(Montréal) Pour la première fois, un tribunal vient d’élargir la portée de la notion d’« établissement de l’employeur » au télétravail et permet ainsi que les dispositions anti-briseurs de grève du Code du travail s’appliquent au télétravail.

Mis à jour le 30 nov. 2021
Lia Lévesque La Presse Canadienne

Le Tribunal administratif du travail explique qu’à cause de la pandémie de COVID-19, le télétravail s’est généralisé et que la notion de ce qu’est l’établissement de l’employeur doit donc être actualisée.

Le sens donné à la portée des dispositions du Code du travail qui interdisent le recours à des travailleurs de remplacement, pendant une grève ou un lock-out, a été resserré dans le cadre du litige portant sur le lock-out au Journal de Québec, en 2007.

À l’époque, le Syndicat canadien de la fonction publique (SCFP), affilié à la FTQ, alléguait que l’employeur avait recours à des travailleurs de remplacement pendant le lock-out. Mais la Cour d’appel avait restreint le sens des dispositions anti-briseurs de grève, en statuant que pour être considéré comme un travailleur de remplacement, il fallait travailler dans l’établissement de l’employeur.

Or, cette notion de ce qu’est l’établissement de l’employeur vient d’être élargie au télétravail, dans une décision rendue par le Tribunal.

Cette fois, c’est la section locale d’Unifor, affilié à la FTQ, présente dans une cimenterie de Joliette, Groupe CRH Canada, qui alléguait qu’il y avait recours à des travailleurs de remplacement pendant le lock-out.

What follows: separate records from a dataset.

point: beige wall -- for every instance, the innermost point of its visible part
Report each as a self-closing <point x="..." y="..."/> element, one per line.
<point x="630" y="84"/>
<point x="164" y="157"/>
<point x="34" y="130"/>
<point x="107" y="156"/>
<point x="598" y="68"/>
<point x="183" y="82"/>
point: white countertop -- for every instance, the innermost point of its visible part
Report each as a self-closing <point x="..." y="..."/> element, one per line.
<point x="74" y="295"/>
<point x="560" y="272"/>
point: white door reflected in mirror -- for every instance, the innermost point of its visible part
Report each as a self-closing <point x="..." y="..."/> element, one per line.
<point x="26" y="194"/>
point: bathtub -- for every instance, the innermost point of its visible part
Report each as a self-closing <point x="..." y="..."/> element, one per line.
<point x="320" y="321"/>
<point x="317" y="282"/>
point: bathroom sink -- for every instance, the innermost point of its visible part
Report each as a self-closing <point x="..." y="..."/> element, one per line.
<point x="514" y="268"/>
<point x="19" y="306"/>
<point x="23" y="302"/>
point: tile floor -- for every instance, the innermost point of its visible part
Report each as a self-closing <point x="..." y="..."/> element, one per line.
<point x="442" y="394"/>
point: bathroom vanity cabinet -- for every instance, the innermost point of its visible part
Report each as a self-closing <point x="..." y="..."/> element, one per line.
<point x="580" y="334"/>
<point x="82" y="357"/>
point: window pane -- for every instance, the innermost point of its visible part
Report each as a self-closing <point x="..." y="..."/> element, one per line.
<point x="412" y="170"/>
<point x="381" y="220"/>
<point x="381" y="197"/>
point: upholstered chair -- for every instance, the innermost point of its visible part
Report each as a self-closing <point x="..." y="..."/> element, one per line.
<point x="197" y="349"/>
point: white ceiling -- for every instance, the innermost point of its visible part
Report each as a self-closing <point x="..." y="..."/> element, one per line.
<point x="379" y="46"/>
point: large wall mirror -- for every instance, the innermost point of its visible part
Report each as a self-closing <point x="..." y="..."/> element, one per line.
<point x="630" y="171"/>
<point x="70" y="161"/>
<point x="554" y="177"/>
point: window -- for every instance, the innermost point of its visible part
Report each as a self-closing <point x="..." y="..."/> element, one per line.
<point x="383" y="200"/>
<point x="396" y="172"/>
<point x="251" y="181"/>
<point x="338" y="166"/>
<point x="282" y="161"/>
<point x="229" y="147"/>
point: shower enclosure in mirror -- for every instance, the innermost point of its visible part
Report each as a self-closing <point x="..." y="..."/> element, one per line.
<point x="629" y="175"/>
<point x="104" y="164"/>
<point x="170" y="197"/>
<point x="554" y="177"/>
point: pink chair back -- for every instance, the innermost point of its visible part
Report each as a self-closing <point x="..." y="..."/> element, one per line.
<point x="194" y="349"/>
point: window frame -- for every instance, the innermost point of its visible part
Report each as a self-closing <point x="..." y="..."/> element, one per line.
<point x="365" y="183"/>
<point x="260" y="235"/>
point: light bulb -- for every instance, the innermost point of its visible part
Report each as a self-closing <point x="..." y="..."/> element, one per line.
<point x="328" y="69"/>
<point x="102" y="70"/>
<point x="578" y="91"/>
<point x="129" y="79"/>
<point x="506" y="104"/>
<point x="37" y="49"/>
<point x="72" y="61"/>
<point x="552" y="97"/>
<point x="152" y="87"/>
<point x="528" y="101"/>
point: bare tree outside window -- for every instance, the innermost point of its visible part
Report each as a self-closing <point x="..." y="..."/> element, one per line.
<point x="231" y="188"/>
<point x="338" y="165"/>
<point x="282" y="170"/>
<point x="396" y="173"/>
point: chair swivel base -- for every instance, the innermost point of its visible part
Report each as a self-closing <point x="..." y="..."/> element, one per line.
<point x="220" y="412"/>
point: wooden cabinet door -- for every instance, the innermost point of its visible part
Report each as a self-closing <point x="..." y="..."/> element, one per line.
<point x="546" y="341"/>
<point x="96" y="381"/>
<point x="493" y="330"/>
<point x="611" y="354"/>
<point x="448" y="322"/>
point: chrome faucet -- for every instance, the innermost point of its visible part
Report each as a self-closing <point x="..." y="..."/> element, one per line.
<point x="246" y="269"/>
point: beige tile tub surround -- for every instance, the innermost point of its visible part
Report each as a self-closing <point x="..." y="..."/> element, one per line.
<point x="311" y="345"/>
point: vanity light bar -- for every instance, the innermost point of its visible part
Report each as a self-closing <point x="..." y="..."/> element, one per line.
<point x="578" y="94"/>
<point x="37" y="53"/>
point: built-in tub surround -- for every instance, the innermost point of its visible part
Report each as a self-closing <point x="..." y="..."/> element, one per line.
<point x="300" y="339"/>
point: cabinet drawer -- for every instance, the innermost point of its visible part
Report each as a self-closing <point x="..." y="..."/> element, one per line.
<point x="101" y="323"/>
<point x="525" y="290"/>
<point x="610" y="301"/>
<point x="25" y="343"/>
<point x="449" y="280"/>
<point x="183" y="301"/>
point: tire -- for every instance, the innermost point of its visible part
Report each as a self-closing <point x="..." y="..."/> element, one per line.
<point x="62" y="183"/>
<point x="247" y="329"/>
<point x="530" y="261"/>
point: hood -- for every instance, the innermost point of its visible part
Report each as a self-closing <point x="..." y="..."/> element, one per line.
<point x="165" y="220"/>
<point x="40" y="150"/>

Unifor a eu gain de cause partiellement, le Tribunal statuant que quatre personnes, dont une faisant du télétravail, contrevenaient aux dispositions anti-briseurs de grève du Code du travail.

« Dans la mesure où l’« établissement » de l’Employeur se déploie pour permettre l’exécution du travail par des salariés en télétravail à partir de leur domicile et sous l’autorité de l’Employeur, au même titre que s’ils s’étaient trouvés à l’usine de Joliette, il convient de retenir que ces salariés exécutent leur travail dans l’« établissement » », a conclu le juge administratif Pierre-Étienne Morand.

« Restreindre, de façon rigide et désincarnée, l’« établissement » à la seule adresse physique, inscrite à la décision d’accréditation, pourrait avoir pour effet d’entraver, voire de nier le droit d’association de certains salariés, exerçant leurs fonctions en télétravail ou encore en déplacement (vendeurs, représentants, livreurs, chauffeurs, etc.) », ajoute le tribunal.

Le juge administratif Morand rappelle aussi l’importance déterminante de l’arrêt Saskatchewan de la Cour suprême du Canada, en janvier 2015, qui a depuis accordé une protection constitutionnelle au droit de grève, afin d’équilibrer le rapport de force entre les parties.

« S’ils sont délocalisés, ils ne sont pas dans « les limbes », étant fonctionnellement rattachés à l’« établissement », dont l’adresse civique figurerait à la décision d’accréditation. Leur prestation de travail s’inscrit dans le cadre de l’exploitation de l’entreprise ou d’une partie de celle-ci, sous une certaine unité de gestion », ajoute encore le juge administratif Morand.

« Dans ce cas, permettre à des télétravailleurs d’effectuer du travail de remplacement, échappant ainsi à la loi en ne les considérant pas « dans l’établissement », pourrait prêter flanc à annihiler le droit de grève et son plein exercice », a souligné le juge administratif.